Spia i conti dei parenti: condannata Quattro mesi a ex dipendente banca
Per anni, in maniera ossessiva, approfittando del suo ruolo di dipendente di un istituto di credito aveva «sbirciato» i movimenti del conto corrente dei parenti con cui poi erano anche sorte delle questioni di vicinato. Quei 400 e più ingressi non motivati da ragioni d'ufficio sono costati all'ex dipendente di banca una condanna per accesso abusivo ad un sistema informatico o telematico. La donna, 34 anni residente a Canal San Bovo, è stata condannata a 4 mesi di reclusione con il beneficio della sospensione condizionale della pena. Il giudice Giovanni De Donato, al termine di un processo celebrato con rito abbreviato, ha condannato l'imputata a risarcire le due parti civili, difese dall'avvocato Liuba D'Agostini. Ai coniugi, i cui conti correnti vennero illegalmente «spiati», sono stati riconosciuti 1.500 euro a testa di danni morali oltre al rimborso delle spese legali per la costituzione in giudizio.

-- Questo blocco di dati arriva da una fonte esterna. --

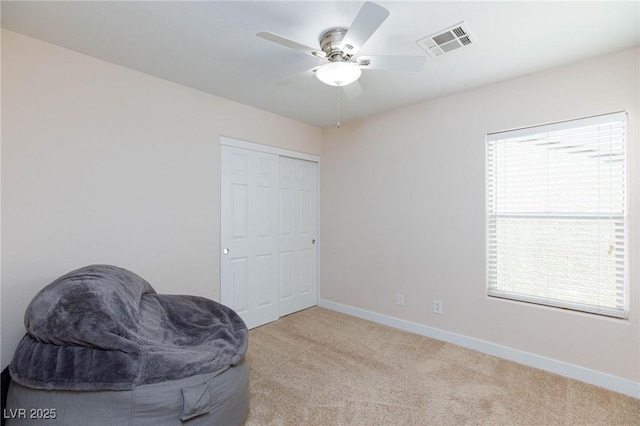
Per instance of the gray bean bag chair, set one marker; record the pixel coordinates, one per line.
(103, 348)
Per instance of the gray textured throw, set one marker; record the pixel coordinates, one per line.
(104, 328)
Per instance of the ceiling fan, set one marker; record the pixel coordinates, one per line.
(338, 47)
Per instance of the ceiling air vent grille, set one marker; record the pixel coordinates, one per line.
(453, 38)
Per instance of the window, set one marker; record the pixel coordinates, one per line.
(556, 214)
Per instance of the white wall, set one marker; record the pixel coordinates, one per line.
(403, 211)
(101, 164)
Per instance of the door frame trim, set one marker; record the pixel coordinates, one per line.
(224, 140)
(253, 146)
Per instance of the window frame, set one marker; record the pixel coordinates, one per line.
(492, 216)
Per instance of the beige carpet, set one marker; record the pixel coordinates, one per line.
(319, 367)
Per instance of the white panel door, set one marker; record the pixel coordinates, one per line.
(298, 248)
(250, 234)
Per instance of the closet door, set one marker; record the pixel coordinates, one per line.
(250, 234)
(298, 245)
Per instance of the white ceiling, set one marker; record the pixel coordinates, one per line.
(212, 45)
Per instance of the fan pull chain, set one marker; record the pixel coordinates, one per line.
(338, 99)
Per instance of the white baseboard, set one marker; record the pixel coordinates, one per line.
(586, 375)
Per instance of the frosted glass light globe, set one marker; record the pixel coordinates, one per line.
(338, 73)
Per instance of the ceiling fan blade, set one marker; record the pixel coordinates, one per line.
(291, 44)
(296, 77)
(370, 17)
(352, 90)
(392, 63)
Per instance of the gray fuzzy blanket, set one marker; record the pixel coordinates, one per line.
(104, 328)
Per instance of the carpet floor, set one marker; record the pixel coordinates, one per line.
(319, 367)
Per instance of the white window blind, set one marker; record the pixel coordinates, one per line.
(557, 216)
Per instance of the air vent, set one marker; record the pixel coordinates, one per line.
(445, 41)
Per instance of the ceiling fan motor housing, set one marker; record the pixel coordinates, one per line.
(330, 44)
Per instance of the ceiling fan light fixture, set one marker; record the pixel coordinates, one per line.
(338, 73)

I fatti sono successi in Primiero, tra il 2010 e il 2012, quando l'imputata lavorava (il contratto poi non le venne rinnovato) per la banca di cui erano clienti anche marito e moglie che hanno sporto denuncia. L'imputata avrebbe monitorato, con cadenza quotidiana, entrate e uscite dai conti corrente bancari dei parenti. Non che ci fosse nulla da nascondere, ma la contabilità di una famiglia dovrebbe restare comunque nella sfera della riservatezza. Gli accessi registrati in poco meno di tre anni sarebbero stati in totale 434.
La donna controllava i movimenti dei conti monitorati anche più volte al giorno, in un caso sarebbero stati registrati addirittura 6 accessi in poche ore.
Il movente di tutta questa morbosa curiosità non è chiaro. L'attività di «pionaggio» iniziò poco dopo - pare il 12° giorno di lavoro, cioè appena si era concluso l'affiancamento ad un collega esperto - dopo l'assunzione in banca dell'odierna imputata. Quest'ultima avrebbe verificato i movimenti anche di un conto che le parti lese avevano oscurato temendo accessi indesiderati da parte della parente appena assunta.
È stata una querela per diffamazione a dare indiretta conferma che i sospetti erano fondati. Il fascicolo per frasi pesanti postate su Facebook dalla donna venne archiviato, ma nell'ambito di quelle indagini venne acquisita - su sollecitazione della parte lesa - la documentazione bancaria da cui emerse l'abnorme numero di accessi. L'attività di monitoraggio dei conti sarebbe iniziato nel febbraio 2010 quando l'imputata ancora non viveva nella stessa casa con i parenti di cui controllava i movimenti bancari. Solo in seguito sorsero attriti per questioni di vicinato. Una situazione che portò alla rottura di ogni rapporto, anche se l'impiegata di banca ancora per parecchio tempo continuò a «sbirciare» - illegalmente ha stabilito il giudice - i conti.